No entanto faltava descobrir experimentalmente o bosão de Higgs que provaria que o mecanismo de Brout–Englert–Higgs–Guralnik–Hagen–Kibble seria responsável pela aquisição de massa das partículas fundamentais. A sua inexistência implicaria que outra teoria teria que ser desenvolvida dentro ou fora do Modelo Padrão que explicasse os fenómenos observados.

Mas a busca pelo bosão de Higgs começou anos mais tarde, já nos anos 80, quando aceleradores de partículas suficientemente poderosos começaram a ser construídos. O primeiro acelerador a ser utilizado na busca foi o LEP (Large Electron-Positron Collider) no CERN, no entanto as buscas seriam infrutíferas e no final de 2000 é mandado encerrar.

Outros aceleradores foram utilizados nesta busca, como o Tevatron no Fermilab nos EUA, mas o bosão mantinha-se esquivo.

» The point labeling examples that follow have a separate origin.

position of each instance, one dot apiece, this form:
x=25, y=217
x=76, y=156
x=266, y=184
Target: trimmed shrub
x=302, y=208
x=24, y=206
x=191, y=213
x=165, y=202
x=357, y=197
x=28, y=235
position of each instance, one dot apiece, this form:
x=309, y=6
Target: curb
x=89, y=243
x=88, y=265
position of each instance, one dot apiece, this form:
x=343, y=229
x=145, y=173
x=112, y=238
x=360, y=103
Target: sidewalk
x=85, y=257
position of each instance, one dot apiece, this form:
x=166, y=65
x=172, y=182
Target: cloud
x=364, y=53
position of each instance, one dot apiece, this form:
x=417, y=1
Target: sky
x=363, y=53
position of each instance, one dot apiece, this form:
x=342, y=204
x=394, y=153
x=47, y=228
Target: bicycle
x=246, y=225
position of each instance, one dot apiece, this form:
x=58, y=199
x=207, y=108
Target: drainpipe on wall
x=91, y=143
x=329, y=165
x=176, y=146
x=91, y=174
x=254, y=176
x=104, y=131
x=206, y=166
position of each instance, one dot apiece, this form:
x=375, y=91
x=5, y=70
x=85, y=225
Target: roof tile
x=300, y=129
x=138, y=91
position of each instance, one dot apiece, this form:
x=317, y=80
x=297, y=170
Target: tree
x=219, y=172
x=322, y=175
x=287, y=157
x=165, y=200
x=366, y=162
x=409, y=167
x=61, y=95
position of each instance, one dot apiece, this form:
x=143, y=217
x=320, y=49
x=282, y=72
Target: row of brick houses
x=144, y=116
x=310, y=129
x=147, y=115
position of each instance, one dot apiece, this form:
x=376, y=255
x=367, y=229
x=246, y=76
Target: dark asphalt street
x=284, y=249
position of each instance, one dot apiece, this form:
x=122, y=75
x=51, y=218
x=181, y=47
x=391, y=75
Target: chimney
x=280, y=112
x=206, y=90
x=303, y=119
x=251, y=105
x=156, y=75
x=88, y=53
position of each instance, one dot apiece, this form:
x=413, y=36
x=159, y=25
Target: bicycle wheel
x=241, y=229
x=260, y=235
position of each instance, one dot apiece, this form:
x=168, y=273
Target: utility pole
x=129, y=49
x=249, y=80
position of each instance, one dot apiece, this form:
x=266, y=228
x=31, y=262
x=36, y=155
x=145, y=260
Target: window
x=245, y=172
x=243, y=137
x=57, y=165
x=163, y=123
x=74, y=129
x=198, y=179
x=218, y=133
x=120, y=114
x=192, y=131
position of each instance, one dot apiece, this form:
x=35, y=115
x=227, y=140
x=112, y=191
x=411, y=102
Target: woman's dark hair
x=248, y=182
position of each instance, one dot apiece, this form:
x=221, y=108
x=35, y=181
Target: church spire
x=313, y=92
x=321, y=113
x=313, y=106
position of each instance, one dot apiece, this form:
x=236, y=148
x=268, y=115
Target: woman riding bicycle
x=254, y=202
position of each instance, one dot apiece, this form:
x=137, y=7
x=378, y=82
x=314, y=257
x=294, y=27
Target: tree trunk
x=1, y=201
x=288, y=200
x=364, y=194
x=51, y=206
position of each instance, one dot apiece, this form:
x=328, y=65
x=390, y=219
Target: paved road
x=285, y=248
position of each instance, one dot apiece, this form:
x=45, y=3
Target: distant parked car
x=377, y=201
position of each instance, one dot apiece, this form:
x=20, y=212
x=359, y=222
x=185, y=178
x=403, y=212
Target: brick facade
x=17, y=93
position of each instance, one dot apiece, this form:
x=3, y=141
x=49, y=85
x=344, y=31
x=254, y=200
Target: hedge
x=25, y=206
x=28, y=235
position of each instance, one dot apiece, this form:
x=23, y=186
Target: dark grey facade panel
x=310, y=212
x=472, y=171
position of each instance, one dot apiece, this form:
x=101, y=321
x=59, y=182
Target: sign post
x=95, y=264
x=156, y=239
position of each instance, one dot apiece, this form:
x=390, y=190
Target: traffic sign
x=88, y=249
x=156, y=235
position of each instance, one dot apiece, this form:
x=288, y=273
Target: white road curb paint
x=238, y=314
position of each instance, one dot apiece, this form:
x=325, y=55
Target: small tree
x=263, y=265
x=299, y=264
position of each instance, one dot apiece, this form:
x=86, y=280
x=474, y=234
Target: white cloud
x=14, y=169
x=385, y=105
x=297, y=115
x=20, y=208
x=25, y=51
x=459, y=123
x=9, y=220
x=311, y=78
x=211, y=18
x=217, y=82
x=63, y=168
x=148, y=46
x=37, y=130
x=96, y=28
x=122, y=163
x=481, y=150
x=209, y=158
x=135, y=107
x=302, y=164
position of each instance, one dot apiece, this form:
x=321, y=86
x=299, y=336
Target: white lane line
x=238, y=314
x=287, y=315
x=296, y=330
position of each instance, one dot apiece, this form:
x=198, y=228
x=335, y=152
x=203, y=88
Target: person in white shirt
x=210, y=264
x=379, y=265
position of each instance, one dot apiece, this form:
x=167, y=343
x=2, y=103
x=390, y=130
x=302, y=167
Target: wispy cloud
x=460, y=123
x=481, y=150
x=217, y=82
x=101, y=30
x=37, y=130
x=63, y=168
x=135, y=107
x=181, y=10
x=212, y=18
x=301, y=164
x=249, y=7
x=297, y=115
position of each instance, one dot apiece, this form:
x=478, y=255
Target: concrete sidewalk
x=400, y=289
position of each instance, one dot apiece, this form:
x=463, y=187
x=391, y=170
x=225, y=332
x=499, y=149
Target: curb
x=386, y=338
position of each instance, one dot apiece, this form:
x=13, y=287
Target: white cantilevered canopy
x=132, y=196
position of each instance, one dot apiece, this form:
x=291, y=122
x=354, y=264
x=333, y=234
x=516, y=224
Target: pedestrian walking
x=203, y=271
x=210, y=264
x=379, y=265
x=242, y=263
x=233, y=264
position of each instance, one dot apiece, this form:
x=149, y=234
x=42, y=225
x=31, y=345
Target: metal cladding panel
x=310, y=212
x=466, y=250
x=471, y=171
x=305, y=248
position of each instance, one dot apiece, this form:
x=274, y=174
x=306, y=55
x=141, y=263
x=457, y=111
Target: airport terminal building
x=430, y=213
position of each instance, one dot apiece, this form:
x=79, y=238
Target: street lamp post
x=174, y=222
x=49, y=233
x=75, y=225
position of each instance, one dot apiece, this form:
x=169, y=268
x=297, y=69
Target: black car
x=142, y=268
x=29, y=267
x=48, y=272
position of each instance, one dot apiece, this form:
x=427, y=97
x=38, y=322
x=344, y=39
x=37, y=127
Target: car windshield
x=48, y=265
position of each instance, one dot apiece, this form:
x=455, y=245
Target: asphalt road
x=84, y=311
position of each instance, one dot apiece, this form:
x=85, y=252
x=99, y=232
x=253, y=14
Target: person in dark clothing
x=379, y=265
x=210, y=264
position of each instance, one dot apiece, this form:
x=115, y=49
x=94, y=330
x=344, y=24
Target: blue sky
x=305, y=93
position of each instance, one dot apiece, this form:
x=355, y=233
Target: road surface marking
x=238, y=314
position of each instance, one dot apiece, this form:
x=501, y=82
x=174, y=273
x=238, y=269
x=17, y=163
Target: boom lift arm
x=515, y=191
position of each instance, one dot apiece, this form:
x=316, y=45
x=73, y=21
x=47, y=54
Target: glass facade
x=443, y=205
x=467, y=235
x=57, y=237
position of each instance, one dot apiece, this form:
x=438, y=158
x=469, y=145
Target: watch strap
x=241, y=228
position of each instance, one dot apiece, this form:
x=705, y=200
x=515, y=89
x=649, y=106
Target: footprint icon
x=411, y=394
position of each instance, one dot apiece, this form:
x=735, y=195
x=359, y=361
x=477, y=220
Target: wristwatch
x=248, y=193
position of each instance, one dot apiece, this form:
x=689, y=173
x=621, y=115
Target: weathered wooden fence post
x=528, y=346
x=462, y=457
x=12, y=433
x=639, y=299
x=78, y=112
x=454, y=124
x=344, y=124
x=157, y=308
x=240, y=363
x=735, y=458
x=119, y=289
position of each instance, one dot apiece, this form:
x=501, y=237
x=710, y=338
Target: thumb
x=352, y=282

Até que em 2008 o LHC (Large Hadron Collider) que substituiu o LEP entra em funcionamento. É uma das maiores máquinas construídas pela humanidade concebida para acelerar protões num túnel de 27 Km de circunferência e fazê-los colidir a velocidades muito próximas da velocidade da luz Para detetar os acontecimentos resultantes, dois detetores independentes (ATLAS e o CMS) são usados na busca do Higgs. Após uma paragem forçada de 14 meses devido a uma avaria, o LHC efetua 300 biliões de colisões (um 3 seguido de 14 zeros) e recolhe quantidades colossais de informações até que em Julho de 2012 é anunciada a descoberta de uma partícula coerente com o modelo de Higgs. Estes dados ilustram bem a dificuldade de encontrar o bosão, uma vez que apenas é produzido um bosão a cada 10 mil milhões de colisões no LHC.

É uma descoberta de enorme relevo para a ciência e poderá num futuro mais ou menos próximo abrir caminhos a novas aplicações tecnológicas e ao aprofundamento do desenvolvimento científico em geral e da Física de Partículas em particular. Não é fácil fazer prognósticos sobre que desenvolvimentos serão esses da mesma forma que ninguém poderia adivinhar na década de 20 quando a Mecânica Quântica foi estabelecida como uma teoria consistente, que esta iria permitir o desenvolvimento de transístores e microchips que iriam possibilitar a revolução eletrónica a partir dos anos 60, ou que a teoria da relatividade de Einstein desenvolvida na primeira década do século XX iria permitir o desenvolvimento dos sistemas de navegação por satélite atuais, como o GPS.

O que já é certo são os “ganhos colaterais” que já surgiram na corrida pelo do bosão de Higgs. Dois exemplos são a World Wide Web que nasceu no CERN como forma dos cientistas partilharem informações a nível global sobre física de partículas e o desenvolvimento das novas formas de computação em nuvem que surgiram da necessidade dos cientistas armazenarem as colossais quantidades de dados obtidas nas várias experiências no CERN.

Este foi um Prémio Nobel merecido para François Englert e Peter Higgs, mas também, há quem dentro da comunidade científica alegue que é injusto apenas premiar o esforço teórico de quem concebeu a ideia e não premiar o esforço de quem corroborou a ideia através da experimentação. De facto, não é difícil de adivinhar que essa tenha sido a discussão que ocupou a maior parte da reunião onde os membros da Academia decidiram a quem atribuir o Nobel, já que o anúncio da atribuição do Nobel chegou a ser adiado 1 hora, circunstância muito pouco comum na história destes prémios. Nada se sabe das razões desta demora, uma vez que os membros da academia são obrigados a guardar silêncio sobre os nomes discutidos durante 50 anos, mas tem havido rumores que as razões para tal prendiam-se exatamente com a discussão da possível atribuição do prémio também ao CERN, circunstância que seria inédita, uma vez que instituições não podem ser premiadas com o Prémio Nobel da Física ao contrário do que acontece com o Prémio Nobel da Paz.

* João Manso é Químico e bolseiro de investigação científica.